La Convocatoria, que procesiona con bocina, gemelas, clarines y tambores que interpretan piezas populares, es uno de los elementos más singulares de la Pasión oriolana, y este sábado ha desfilado en la Feria Internacional de Turismo (Fitur) y en la plaza de Callao de Madrid.
Nazarenos de la Convocatoria en Fitur / Información
Sáez Sironi, que también preside la Convocatoria, ha avanzado que se presentará un libro sobre su curiosa historia el 4 de marzo en el auditorio de La Lonja, así como dos nuevas marchas de clarines que se estrenarán esta Semana Santa.
Características
Se fundó en 1759 -aunque se presume que su origen es anterior-, y en 1944 estaba organizada como hermandad con sede en la Iglesia de la Merced. En ese año estrenó un nuevo «carrico», cuyo boceto era original del pintor Fernando Fenoll. En la actualidad cuenta con un trono-insignia de la Junta Mayor, adornado con campanillas que producen un tintineo característico a su paso, con el tercio de nazarenos con túnica roja y capirote y capa blanco marfil, que no han repartido caramelos, pero sí pequeñas monas con chocolate del Horno del Obispo.

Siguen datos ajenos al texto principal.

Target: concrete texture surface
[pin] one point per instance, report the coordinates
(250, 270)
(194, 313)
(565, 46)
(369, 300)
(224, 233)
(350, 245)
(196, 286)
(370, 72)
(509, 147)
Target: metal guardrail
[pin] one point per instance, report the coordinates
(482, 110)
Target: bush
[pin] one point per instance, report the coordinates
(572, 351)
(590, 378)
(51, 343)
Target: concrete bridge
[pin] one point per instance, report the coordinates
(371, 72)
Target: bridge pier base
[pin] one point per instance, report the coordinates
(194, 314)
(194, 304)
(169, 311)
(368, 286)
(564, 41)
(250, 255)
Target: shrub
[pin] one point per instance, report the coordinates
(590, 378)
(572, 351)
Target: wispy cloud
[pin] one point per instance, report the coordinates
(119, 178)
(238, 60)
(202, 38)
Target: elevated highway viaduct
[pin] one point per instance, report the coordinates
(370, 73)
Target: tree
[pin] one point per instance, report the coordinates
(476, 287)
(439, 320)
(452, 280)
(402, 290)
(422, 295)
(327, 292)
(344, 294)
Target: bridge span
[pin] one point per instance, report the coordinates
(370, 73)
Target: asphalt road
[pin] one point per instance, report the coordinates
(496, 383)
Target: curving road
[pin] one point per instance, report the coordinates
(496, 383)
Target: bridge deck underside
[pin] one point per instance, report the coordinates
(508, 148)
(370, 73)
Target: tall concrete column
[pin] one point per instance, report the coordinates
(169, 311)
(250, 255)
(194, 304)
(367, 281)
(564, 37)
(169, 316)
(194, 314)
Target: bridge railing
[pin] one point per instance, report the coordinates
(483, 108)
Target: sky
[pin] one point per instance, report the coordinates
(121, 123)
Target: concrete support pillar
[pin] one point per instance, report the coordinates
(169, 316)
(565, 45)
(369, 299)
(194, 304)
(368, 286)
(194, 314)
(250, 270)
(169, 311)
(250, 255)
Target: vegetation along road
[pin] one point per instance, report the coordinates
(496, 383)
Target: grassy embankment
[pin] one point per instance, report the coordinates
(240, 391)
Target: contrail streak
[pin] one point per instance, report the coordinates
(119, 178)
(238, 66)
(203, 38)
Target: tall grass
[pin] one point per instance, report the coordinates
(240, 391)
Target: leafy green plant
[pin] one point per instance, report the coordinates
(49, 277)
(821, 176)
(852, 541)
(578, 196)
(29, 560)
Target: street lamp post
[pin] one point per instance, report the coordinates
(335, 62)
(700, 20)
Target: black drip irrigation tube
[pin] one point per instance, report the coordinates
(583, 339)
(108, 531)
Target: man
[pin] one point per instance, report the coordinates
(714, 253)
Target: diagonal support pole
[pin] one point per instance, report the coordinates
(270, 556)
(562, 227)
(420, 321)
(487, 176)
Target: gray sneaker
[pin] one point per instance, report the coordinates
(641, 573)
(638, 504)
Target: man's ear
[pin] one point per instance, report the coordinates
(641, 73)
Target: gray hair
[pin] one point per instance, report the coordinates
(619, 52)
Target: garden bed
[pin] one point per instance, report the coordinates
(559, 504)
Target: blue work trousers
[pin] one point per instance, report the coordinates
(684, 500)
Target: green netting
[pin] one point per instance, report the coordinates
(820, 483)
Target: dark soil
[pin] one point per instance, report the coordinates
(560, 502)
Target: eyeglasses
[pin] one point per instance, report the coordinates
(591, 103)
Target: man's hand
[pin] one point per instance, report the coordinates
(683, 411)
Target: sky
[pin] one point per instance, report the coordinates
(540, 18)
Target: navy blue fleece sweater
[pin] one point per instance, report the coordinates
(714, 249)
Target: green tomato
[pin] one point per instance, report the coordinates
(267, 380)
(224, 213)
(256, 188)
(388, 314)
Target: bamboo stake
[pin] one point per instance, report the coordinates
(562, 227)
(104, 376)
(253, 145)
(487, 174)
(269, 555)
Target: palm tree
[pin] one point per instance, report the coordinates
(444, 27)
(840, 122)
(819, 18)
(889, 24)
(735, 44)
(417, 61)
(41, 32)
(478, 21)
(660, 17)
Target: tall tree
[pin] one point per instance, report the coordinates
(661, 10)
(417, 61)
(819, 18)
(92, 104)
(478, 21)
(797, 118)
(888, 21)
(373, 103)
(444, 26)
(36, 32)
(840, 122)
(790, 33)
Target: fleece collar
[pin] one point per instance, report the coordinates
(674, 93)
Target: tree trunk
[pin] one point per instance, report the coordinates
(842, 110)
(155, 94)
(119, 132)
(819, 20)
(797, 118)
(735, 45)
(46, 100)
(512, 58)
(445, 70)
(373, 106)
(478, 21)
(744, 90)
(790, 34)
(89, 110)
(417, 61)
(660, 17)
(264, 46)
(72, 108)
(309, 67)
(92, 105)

La Convocatoria en la plaza de Callao de Madrid / Información
Una bocina produce un sonido grave y prolongado, como un quejido al que se le conoce como La sorda. Continúa el cortejo un grupo de cinco clarines, con diferentes toques diferentes a modo de llamada. Después, 14 timbales, -o tambores sordos– cuando la procesión ya está en marcha, seguidos de clarines, tambores y las bocinas gemelas, de dos metros de longitud, otra de las singularidades de la Semana Santa oriolana, junto con «La Diablesa» y el Caballero Cubierto en la procesión del Santo Entierro.
Esta vez, los tradicionales toques musicales han anunciado la inminente llegada de la Semana Santa, haciendo gala en pleno Madrid de una fiesta de Interés Turístico Internacional.